The helper checks TLBs, if there is a miss it calls tlb_fill. In any case, once the address is resolved it does the final memory access in the host memory with store_memop.

static void tlb_fill(CPUState *cpu, target_ulong addr, int size,
                     MMUAccessType access_type, int mmu_idx, uintptr_t retaddr)
{
    CPUClass *cc = CPU_GET_CLASS(cpu);
    bool ok;

    ok = cc->tlb_fill(cpu, addr, size, access_type, mmu_idx, false, retaddr);
    assert(ok);
}

As you may guess, the process of filling a TLB is done by the software MMU whose implementation depends on the emulated architecture. During the PowerPC CPU initialisation , cc->tlb_fill is set to ppc_cpu_tlb_fill.
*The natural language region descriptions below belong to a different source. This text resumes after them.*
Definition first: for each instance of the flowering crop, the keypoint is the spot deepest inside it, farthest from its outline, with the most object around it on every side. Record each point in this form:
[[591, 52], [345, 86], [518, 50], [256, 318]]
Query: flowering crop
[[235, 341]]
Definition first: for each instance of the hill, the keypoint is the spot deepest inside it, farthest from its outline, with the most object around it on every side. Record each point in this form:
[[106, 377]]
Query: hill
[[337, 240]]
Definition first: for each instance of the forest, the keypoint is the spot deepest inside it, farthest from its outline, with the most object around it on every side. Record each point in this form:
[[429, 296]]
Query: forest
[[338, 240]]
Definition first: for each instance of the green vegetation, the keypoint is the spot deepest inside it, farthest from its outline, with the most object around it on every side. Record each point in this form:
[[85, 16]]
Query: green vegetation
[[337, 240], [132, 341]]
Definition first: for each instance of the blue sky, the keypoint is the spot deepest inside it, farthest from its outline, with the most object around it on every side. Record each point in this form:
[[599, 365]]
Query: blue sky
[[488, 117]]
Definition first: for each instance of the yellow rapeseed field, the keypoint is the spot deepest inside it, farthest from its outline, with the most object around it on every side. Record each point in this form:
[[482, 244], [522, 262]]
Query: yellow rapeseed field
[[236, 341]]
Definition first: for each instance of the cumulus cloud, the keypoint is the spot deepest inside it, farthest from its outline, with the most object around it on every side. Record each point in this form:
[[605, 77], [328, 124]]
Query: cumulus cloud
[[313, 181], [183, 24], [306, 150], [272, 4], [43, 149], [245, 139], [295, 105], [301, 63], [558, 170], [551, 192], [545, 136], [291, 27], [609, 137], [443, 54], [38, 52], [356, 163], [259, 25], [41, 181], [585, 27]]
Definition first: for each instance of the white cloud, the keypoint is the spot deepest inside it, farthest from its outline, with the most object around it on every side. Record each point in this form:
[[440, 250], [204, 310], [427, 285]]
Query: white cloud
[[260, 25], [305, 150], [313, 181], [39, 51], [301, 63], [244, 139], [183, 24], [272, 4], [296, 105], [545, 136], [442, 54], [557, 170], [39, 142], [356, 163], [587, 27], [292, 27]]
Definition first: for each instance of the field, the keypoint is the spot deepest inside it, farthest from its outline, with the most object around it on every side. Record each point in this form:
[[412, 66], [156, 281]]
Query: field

bool ppc_cpu_tlb_fill(CPUState *cs, vaddr addr, int size,
                      MMUAccessType access_type, int mmu_idx,
                      bool probe, uintptr_t retaddr)
{
    PowerPCCPU *cpu = POWERPC_CPU(cs);
    PowerPCCPUClass *pcc = POWERPC_CPU_GET_CLASS(cs);
    CPUPPCState *env = &cpu->env;
    int ret;

    if (pcc->handle_mmu_fault) {
        ret = pcc->handle_mmu_fault(cpu, addr, access_type, mmu_idx);
    } else {
        ret = cpu_ppc_handle_mmu_fault(env, addr, access_type, mmu_idx);
    }
    if (unlikely(ret != 0)) {
        if (probe) {
            return false;
        }
        raise_exception_err_ra(env, cs->exception_index, env->error_code,
                               retaddr);
    }
    return true;
}

And ppc->handle_mmu_fault might eventually be set to ppc_hash32_handle_mmu_fault, depending on your PowerPC CPU family. This is where the software MMU implementation lies for the PowerPC.